For money in trusts, it all comes down to the provisions for distribution. Many of them set limits preventing the youngsters from getting anything unless they complete tasks, like graduate.

Fidelity’s Ruth says the trend is to keep the rules as restrictive as possible.

Incentives are crucial, he says. “You can get money if you start a business or get a masters degree. A lot of times, they can only get out as much money as they earn. They have to show up with a W-2,” Ruth says. “And if you’re not doing the right thing, you will get zero money.”

The cost of setting up a trust with an estate attorney will depend on how much money is invested, and ongoing professional money management will cost an annual fee of around 1% of assets.

Allow a Little Splurge

For Tim Noonan, managing director of capital market insights for Russell Investments in Seattle, the key to his financial parenting was instilling a sense of mystery about the power of money. The message: “Money is a magical tool, but it will turn against you if you do the wrong thing.”

While he doesn’t expect his daughter to get a lot of cash gifts when she graduates this month, he was willing to shell out for a celebratory present. She asked for a party for all her friends, which he was happy to do because she already has a job lined up.

Totenberg, the New York City mom, is expecting her daughter to be responsible but also allowing for fun. “She may buy some shoes or some ridiculous gift pack from Sephora that is all pretty packaging—something she knows I’ll never buy for her,” she says.
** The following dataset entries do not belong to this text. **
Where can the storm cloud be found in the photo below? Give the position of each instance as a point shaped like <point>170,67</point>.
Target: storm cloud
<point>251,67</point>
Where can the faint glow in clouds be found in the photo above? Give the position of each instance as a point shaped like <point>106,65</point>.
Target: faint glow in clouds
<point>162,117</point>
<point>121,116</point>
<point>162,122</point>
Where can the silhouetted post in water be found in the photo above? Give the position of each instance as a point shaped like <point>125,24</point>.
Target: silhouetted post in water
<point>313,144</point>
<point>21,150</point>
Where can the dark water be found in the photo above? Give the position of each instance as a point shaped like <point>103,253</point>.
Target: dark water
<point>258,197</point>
Direct Gifts From Family Members

One stealth way to maintain a little control over funds is to direct family members toward appropriate non-cash gifts. This is what Kirchenbauer, whose son has the $60,000 college fund, is doing when family members ask what her son would like for graduation. To one she suggested a set of luggage, to another a suit, and to a third a laptop.

“My mom is just writing a check,” she said, which she hopes her son will put in a savings account.